Christmas just isn't Christmas without bubbles - so here to take the fuss out of choosing your fizz is Surrey wine educator Heather Dougherty.
Surrey wine educator Heather Dougherty is the woman behind pop-up wine events company Red, White and Rose, and also the host of Love Wine Guildford, the wine festival that takes place in Guildford every March. And she’s a woman who also knows her fizz. Over to you Heather…
I’m not much given to crystal ball gazing, but I feel fairly confident that between now and the end of the year, bubbles are going to play a part in your life.
If you’re planning on any kind of Christmas or New Year drinks, then fizz is surely part of the picture.
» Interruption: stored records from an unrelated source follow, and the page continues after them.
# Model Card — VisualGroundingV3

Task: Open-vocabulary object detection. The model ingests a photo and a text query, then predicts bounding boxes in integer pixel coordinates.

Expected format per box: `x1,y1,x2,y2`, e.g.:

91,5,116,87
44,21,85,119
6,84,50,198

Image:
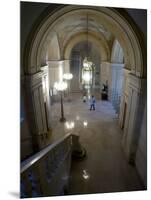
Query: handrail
20,133,72,173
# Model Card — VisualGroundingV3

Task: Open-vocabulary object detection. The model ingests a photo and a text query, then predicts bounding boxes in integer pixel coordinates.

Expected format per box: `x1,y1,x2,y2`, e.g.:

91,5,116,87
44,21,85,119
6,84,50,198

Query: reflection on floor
49,94,143,194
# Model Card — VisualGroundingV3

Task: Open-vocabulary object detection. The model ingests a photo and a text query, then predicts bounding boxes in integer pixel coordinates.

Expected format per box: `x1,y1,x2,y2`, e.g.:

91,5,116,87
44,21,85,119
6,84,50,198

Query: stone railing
21,134,73,198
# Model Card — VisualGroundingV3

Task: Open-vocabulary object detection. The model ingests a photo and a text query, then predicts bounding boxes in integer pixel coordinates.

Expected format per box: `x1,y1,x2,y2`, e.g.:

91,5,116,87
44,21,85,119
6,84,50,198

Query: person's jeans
90,104,95,110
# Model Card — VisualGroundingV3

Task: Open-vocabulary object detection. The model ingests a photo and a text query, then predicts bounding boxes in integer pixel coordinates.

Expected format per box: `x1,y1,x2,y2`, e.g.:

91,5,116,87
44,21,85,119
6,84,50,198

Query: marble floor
51,94,144,195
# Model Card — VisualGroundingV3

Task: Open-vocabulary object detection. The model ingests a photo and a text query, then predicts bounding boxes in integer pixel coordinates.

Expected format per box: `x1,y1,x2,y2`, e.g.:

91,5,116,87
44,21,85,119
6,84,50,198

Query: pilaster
123,74,146,163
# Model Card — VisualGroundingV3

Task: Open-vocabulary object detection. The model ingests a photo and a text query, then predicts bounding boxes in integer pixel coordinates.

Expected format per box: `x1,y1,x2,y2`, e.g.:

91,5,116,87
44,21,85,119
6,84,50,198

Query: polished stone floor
51,94,144,194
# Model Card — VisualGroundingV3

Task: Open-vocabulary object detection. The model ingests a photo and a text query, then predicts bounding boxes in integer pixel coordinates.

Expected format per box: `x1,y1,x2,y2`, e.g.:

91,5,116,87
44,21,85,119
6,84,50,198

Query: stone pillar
62,60,70,74
24,72,48,151
47,61,64,103
100,62,112,100
122,74,146,164
111,63,124,113
119,68,130,129
41,66,51,131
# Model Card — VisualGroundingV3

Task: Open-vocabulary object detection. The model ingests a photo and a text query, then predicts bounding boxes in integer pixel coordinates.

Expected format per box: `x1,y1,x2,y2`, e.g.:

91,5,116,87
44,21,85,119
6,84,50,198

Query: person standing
90,95,95,110
83,95,87,103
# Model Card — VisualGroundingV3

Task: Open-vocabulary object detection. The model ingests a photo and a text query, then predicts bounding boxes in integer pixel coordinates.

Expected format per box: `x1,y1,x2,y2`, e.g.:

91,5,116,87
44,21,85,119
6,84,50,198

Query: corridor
51,93,143,194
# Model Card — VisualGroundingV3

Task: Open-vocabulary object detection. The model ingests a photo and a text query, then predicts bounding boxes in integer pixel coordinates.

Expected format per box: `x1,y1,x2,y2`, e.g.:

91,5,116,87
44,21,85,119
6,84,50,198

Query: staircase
21,133,81,198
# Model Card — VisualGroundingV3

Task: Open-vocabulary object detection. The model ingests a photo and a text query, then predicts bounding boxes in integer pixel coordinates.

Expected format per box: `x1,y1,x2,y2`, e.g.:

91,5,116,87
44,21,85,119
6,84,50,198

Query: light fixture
82,14,94,89
63,73,73,80
54,81,67,122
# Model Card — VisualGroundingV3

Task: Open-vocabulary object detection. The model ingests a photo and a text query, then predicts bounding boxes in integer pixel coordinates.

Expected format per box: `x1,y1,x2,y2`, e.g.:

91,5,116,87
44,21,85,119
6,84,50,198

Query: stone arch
63,32,110,61
111,39,124,63
25,5,146,77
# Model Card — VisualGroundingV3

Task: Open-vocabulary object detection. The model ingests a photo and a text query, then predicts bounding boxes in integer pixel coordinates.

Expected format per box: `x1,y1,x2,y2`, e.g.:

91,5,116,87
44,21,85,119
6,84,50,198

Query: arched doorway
24,6,146,188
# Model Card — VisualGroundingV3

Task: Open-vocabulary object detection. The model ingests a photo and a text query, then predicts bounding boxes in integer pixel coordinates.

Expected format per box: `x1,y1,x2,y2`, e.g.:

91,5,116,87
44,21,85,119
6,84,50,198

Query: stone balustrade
21,134,74,198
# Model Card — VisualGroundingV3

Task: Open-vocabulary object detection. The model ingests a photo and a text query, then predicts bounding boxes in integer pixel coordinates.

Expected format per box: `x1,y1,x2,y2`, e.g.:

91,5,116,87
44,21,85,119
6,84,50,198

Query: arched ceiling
28,6,144,76
40,10,114,60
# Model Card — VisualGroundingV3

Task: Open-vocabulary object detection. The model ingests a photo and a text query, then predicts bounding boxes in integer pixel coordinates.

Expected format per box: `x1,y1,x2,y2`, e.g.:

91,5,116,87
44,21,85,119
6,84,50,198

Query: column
111,63,124,113
122,74,146,164
23,72,48,151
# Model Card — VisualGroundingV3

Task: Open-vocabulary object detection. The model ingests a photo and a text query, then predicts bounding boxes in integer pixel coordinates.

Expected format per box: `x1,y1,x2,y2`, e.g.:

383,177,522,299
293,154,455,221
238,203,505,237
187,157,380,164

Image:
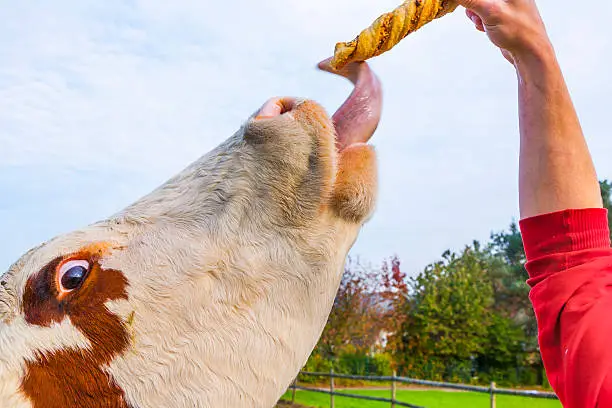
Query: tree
316,259,384,359
391,242,493,380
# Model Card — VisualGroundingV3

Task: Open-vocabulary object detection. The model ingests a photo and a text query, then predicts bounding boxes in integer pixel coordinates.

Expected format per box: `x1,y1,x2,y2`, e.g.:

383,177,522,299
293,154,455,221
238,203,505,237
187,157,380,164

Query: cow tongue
319,58,382,150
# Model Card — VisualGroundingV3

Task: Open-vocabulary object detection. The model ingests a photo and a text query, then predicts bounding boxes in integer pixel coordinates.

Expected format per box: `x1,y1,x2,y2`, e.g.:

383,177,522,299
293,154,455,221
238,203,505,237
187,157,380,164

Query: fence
289,370,557,408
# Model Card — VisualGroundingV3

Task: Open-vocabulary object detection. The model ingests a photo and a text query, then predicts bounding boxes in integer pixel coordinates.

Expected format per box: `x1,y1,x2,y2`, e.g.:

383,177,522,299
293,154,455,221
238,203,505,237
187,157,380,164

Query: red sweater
520,209,612,408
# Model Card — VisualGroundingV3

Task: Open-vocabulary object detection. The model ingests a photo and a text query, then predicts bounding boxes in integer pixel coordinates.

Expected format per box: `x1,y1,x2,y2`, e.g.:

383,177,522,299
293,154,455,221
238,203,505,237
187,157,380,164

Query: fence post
391,370,397,408
329,368,334,408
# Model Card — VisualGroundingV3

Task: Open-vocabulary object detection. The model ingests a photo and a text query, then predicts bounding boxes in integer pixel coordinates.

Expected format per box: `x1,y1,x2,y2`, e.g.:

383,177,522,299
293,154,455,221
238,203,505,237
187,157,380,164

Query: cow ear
332,143,378,223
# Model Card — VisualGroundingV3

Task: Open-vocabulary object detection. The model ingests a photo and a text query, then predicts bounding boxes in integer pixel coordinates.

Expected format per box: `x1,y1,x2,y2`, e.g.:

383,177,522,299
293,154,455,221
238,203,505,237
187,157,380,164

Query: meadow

And some occasions are so special as to require the ultimate in fine fizz: Champagne.
So, here is my guide to festive fizz: from surefire party hits that won’t have your guests looking for the nearest pot plant to empty their drinks into – but which won’t be overly demanding on the pocket either. Plus some of my absolute favourite Champagnes, when only the best will do.
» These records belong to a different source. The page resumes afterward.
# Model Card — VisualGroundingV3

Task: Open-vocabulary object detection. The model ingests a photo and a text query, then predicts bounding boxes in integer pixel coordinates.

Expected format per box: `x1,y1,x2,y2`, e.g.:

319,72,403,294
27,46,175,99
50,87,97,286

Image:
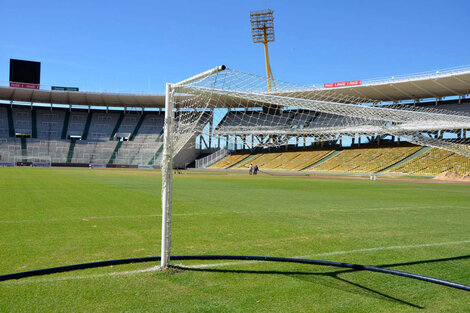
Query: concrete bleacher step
377,147,431,174
60,110,70,139
129,112,146,141
299,149,343,171
82,112,93,140
109,113,124,140
147,145,163,165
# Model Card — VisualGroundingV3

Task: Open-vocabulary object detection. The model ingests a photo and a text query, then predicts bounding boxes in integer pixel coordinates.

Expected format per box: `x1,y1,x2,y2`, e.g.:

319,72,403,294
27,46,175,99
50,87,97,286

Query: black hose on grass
0,255,470,291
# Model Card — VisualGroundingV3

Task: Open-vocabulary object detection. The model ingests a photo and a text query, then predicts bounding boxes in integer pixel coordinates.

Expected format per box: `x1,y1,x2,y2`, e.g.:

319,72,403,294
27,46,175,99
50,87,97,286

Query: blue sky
0,0,470,93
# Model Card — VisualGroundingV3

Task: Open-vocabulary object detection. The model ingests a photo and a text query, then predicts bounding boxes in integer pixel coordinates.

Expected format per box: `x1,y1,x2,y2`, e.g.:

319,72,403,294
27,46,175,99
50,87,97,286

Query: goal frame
160,65,226,270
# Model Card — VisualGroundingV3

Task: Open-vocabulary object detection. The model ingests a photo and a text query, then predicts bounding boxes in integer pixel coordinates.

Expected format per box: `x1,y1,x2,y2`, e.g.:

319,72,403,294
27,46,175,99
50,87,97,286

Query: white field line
5,266,160,283
188,240,470,268
0,205,458,224
10,240,470,283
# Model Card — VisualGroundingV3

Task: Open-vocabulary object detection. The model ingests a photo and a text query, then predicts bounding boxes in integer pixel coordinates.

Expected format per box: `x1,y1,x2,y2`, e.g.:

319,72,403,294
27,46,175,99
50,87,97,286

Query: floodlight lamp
250,10,274,43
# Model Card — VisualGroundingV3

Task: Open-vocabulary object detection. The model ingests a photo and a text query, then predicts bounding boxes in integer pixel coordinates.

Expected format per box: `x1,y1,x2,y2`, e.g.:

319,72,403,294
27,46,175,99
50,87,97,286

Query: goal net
162,66,470,267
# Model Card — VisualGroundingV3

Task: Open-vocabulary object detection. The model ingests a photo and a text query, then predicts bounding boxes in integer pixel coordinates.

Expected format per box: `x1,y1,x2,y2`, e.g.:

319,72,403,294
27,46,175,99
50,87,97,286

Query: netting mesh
168,69,470,157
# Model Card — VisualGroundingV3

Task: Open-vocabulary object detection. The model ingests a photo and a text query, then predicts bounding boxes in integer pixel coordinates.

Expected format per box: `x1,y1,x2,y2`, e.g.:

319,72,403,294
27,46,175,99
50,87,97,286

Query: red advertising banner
323,80,362,88
10,82,39,89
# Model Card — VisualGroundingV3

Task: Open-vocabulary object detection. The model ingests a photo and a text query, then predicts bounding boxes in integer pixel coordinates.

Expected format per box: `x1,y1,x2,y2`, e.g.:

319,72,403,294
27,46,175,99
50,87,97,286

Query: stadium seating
0,106,163,165
308,146,422,173
390,148,470,175
209,153,250,169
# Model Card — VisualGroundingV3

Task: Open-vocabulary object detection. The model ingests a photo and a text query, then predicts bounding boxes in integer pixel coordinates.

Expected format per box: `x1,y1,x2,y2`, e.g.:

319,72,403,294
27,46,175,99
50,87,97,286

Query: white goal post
161,65,225,270
161,66,470,269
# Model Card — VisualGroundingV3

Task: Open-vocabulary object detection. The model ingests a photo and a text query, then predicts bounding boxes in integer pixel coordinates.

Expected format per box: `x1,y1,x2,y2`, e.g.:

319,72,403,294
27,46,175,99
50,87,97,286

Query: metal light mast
250,10,276,91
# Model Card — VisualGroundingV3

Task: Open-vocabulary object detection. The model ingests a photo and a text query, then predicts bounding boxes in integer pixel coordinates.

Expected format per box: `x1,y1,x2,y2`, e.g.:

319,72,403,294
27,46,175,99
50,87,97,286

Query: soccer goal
161,66,470,269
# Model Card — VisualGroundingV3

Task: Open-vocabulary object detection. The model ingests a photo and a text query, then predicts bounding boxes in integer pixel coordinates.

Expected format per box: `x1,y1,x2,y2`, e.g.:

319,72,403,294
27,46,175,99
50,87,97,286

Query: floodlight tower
250,10,276,91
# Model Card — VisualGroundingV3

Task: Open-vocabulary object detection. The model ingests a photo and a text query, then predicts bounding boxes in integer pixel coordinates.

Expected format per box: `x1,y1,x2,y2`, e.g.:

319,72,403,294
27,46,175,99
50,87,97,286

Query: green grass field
0,168,470,312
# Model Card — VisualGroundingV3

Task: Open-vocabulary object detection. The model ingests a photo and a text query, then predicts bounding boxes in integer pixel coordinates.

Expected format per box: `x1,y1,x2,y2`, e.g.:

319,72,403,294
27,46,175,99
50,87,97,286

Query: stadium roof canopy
0,86,165,108
0,67,470,108
306,67,470,102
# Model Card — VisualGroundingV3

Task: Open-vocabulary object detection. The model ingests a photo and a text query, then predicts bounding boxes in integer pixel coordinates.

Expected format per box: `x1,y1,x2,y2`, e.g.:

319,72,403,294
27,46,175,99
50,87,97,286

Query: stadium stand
308,146,422,173
209,153,250,169
389,148,470,175
0,105,167,165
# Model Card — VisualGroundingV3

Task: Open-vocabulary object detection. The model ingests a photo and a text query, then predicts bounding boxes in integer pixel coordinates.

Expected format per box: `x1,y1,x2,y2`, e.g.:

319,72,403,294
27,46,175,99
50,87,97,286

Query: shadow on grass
172,255,470,309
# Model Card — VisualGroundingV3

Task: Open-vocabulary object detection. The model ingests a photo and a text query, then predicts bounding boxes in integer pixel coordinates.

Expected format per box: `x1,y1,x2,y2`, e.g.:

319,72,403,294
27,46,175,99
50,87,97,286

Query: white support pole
161,84,174,270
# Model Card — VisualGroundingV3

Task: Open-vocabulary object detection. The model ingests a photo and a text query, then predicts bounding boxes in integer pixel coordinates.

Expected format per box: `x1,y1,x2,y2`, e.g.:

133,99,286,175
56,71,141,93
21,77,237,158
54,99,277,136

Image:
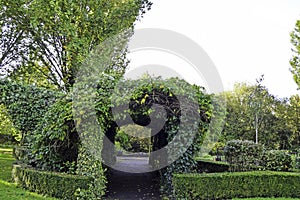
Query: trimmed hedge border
173,171,300,199
12,165,92,200
196,160,229,173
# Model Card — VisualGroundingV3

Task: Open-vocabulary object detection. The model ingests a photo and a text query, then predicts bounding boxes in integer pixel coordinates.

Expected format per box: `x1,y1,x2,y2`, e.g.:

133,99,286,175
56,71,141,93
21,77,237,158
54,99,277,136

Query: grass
0,146,300,200
233,198,299,200
0,147,55,200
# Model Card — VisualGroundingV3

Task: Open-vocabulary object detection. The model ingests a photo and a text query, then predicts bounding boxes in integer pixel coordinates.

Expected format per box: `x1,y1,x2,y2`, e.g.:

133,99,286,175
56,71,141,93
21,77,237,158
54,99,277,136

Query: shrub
116,125,151,152
173,171,300,200
224,140,263,171
28,98,80,172
12,165,92,200
262,150,292,171
209,142,225,156
197,160,229,173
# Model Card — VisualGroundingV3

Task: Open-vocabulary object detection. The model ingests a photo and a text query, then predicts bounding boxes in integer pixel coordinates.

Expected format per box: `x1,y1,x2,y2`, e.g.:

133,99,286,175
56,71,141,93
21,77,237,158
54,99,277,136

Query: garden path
106,157,161,200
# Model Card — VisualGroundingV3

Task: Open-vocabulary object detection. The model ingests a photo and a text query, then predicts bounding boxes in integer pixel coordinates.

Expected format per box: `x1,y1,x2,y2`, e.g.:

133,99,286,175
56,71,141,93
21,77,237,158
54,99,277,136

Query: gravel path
106,157,161,200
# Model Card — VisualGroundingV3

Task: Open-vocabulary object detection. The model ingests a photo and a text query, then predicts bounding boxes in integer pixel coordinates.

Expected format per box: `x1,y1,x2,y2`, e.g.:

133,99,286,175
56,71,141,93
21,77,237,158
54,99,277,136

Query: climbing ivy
0,79,61,139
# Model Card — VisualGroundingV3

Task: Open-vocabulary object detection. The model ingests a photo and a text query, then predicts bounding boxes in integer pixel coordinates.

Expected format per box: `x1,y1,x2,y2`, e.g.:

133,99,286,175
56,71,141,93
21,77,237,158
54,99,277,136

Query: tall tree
0,0,151,91
287,95,300,148
222,83,278,147
290,20,300,89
Follador Prosecco Superiore 2017, £14.99 Waitrose
There has been a great wave of Prosecco flowing through the UK in recent years. I’m always happy to have a glass of it – but this one, made by Follador, is a bit of a cut above, a little drier than most and with a grown-up precision to the pear tinted fruit. Keep a bottle in the fridge door for festive drop-in guests.
Cava Conde de Haro 2015, £13.50 The Wine Society, £14.99 Waitrose
Pity poor old Cava – it used to be our go-to fizz when you wanted bubbles, but when the budget didn’t run to Champagne. Now that Italian crowd-pleaser Prosecco has taken that crown and Cava has rather taken a back seat. But a really good one like this, made by renowned Rioja producer Muga, might just convince you to give it another go. With a creamy mousse and a refined palate, this will please even the most fussy fizz fan. This can handle any festive occasion, including lighter and seafoody dishes.
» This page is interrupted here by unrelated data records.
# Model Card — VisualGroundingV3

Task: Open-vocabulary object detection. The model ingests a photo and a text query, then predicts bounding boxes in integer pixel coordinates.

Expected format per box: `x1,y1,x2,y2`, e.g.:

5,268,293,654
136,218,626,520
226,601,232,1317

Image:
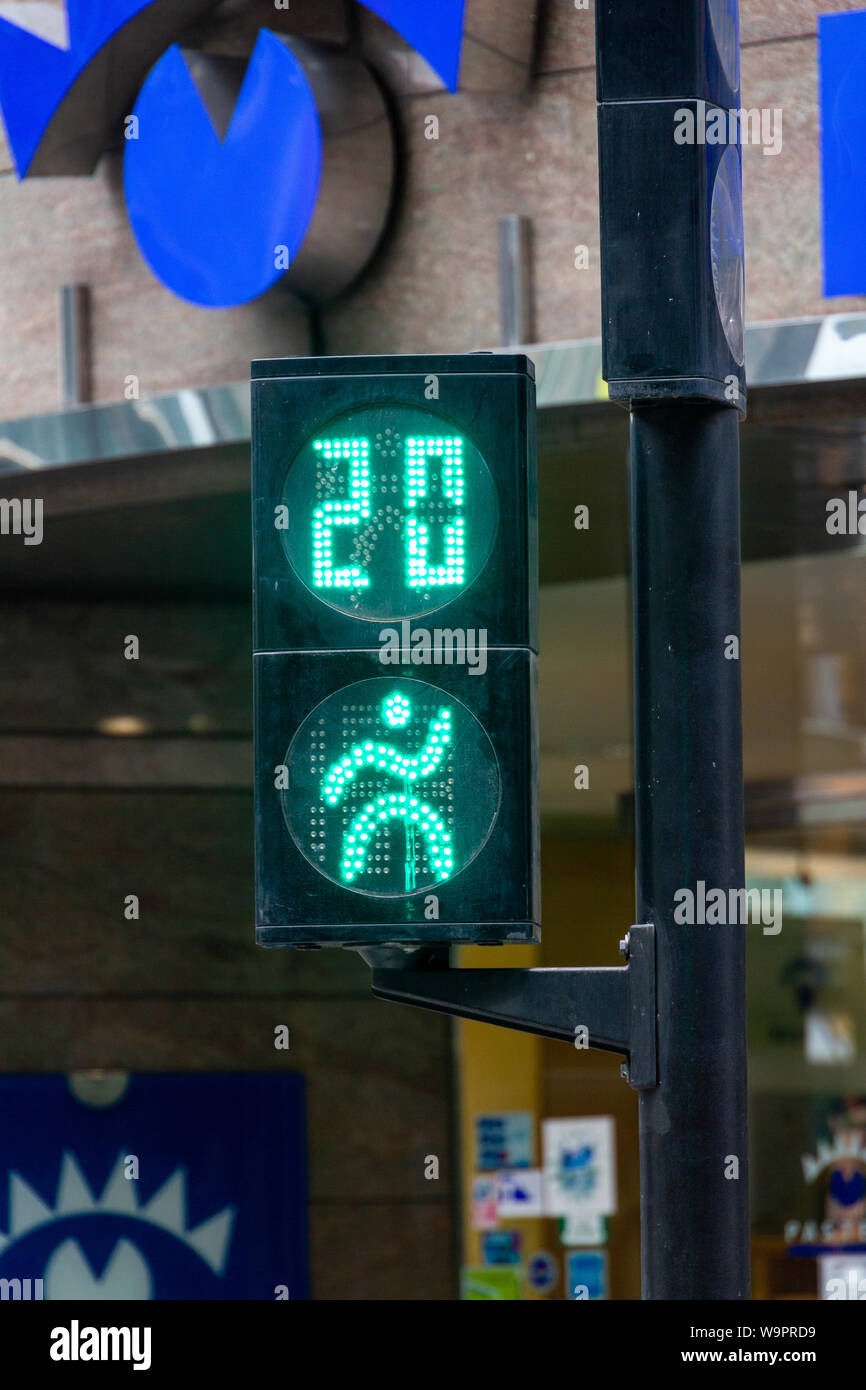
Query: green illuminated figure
321,692,455,892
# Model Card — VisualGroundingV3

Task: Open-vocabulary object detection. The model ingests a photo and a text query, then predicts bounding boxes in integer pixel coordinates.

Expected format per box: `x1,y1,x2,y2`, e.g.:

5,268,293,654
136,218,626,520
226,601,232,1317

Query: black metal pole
631,402,749,1298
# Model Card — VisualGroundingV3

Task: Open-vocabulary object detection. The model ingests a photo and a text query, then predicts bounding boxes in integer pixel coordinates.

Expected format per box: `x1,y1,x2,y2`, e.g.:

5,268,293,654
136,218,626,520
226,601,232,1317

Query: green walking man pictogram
321,692,455,892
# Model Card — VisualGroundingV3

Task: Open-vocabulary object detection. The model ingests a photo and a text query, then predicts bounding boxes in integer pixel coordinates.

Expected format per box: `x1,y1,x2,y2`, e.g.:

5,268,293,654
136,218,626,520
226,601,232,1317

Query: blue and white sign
475,1111,535,1173
0,0,464,309
527,1250,559,1294
542,1115,616,1216
496,1168,544,1220
0,1073,309,1300
566,1250,607,1302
Champagne, like no other wine, is dominated by brands. Veuve, Moët, Bolly… I don’t even need to spell out the full name for you to know who I mean.
Brands give the reassurance of familiarity, consistency of quality and a certain cachet. And you don’t need me to tell you to buy them. What you do need from me is a tip for the more under the radar Champagnes that offer great quality and that over deliver in terms of value for money.
Mailly Champagne Brut NV, £34.99 from The Wine Reserve, Cobham
This is made by a co-operative, rather than a “grande marque” Champagne house and definitely over-delivers for the money. This is a big-boned, food friendly style, so serve it with Christmas dinner starters – but you could happily carry on with it for the turkey and trimmings (trust me).
Charles Heidsieck Brut Réserve NV, around £43-5
“Charles” is something of a wine trade secret and a Champagne that I would never like to be without (if my budget permitted!). This full-flavoured but elegant Champagne can see you through from aperitif to main course without batting an eyelid.
Gosset Grande Réserve, around £50
Gosset is a favourite house Champagne at some pretty classy restaurants. It has delicacy but depth of flavour and is always delicious – a refined aperitif par excellence.